Optimally combine Kubernetes and Ceph with Rook


Rolling Out Rook

As a final step, run the kubeadm join command (generated previously by kubeadm init), which runs the command on all nodes of the setup except the Control Plane. Kubernetes is now ready to run Rook.

Thanks to various preparations by Rook developers, Rook is just as easy to get up and running as Kubernetes. Before doing so, however, it makes sense to review the basic architecture of a Ceph cluster. Rolling out the necessary containers with Rook is not rocket science, but knowing what is actually happening is beneficial.

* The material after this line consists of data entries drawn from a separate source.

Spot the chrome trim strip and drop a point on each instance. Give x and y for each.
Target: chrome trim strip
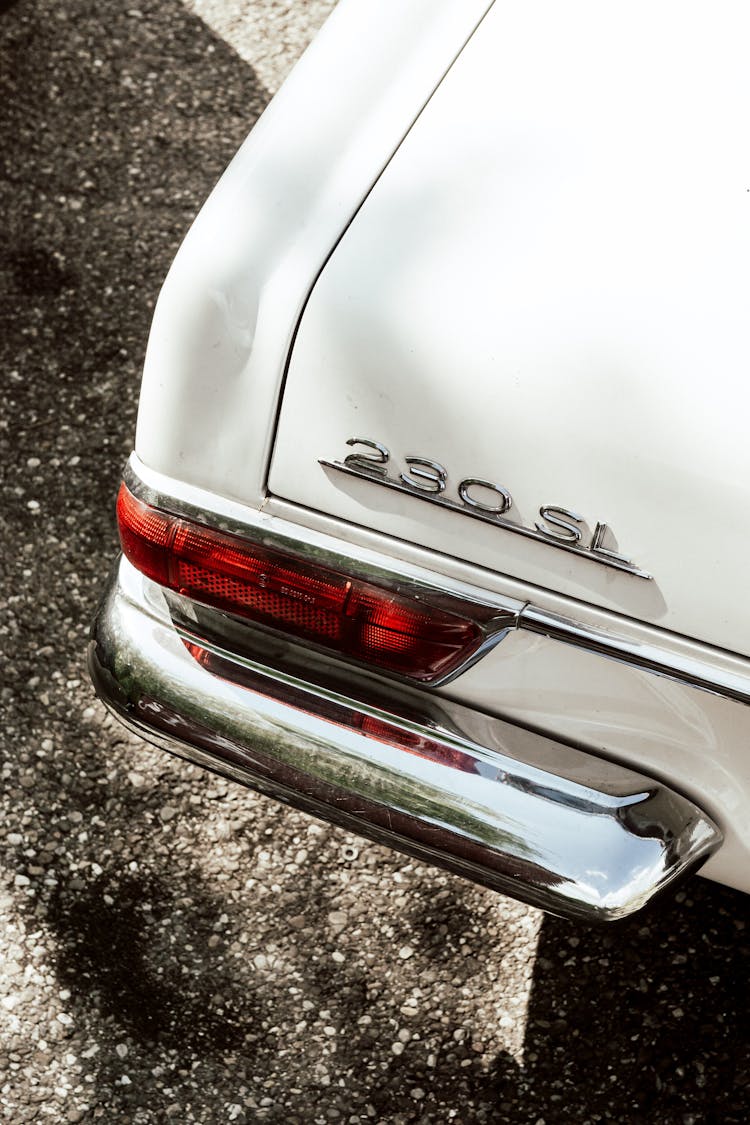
(684, 669)
(494, 802)
(605, 558)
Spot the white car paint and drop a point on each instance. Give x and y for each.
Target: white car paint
(517, 260)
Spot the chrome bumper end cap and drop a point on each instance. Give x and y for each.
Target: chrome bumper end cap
(517, 811)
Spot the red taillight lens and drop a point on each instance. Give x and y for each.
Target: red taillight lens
(355, 619)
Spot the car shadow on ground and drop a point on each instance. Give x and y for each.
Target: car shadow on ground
(171, 950)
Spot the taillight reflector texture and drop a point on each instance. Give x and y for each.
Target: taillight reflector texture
(355, 619)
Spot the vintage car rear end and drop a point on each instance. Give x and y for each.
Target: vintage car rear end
(436, 515)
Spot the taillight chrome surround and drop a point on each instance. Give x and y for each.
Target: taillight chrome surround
(348, 605)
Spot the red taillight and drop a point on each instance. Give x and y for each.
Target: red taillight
(355, 619)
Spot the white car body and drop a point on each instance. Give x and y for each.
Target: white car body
(509, 243)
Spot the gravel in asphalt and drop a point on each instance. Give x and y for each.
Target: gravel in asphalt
(174, 947)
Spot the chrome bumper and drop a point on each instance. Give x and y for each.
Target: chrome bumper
(516, 811)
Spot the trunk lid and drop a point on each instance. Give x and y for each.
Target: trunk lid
(548, 290)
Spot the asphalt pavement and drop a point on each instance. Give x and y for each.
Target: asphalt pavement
(175, 948)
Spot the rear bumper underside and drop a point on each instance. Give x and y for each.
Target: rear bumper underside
(514, 810)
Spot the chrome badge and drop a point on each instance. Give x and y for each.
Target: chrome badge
(482, 500)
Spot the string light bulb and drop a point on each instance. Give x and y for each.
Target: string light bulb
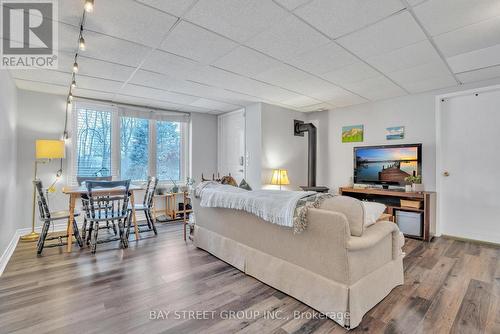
(89, 6)
(81, 43)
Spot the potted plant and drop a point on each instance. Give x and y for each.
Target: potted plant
(416, 183)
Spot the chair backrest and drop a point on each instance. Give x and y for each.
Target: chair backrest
(106, 199)
(81, 179)
(150, 191)
(43, 205)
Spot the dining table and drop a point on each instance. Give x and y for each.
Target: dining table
(75, 192)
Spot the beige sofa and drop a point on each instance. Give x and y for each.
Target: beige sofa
(336, 266)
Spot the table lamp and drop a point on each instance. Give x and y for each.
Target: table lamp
(45, 150)
(280, 177)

To review the basics of Ceph and how it relates to Rook, see the box "How Ceph Works."

How Ceph Works

To help understand how Rook is deployed in the overall context of Ceph (Figure 1), I will review only the most important details here.

Figure 1: Ceph offers several interfaces, including a block device, a REST interface, and a POSIX filesystem. © Inktank

Ceph is based on the principle of object storage. It treats any content that a user uploads to Ceph as a binary object. Advantageously, objects can be separated, distributed, and reassembled at will, as long as everything happens in the correct order. In this way, object storage bypasses the limitations of traditional block storage devices, which are always inextricably linked to the medium to which they belong.

The object store at the heart of Ceph is RADOS, which implicitly provides redundancy and multiplies every piece of uploaded information as often as the administrative policy defines. Moreover, RADOS has self-healing capabilities. For example, if a single hard disk or SSD fails, RADOS notices and creates new copies of the lost objects in the cluster after a configurable tolerance time.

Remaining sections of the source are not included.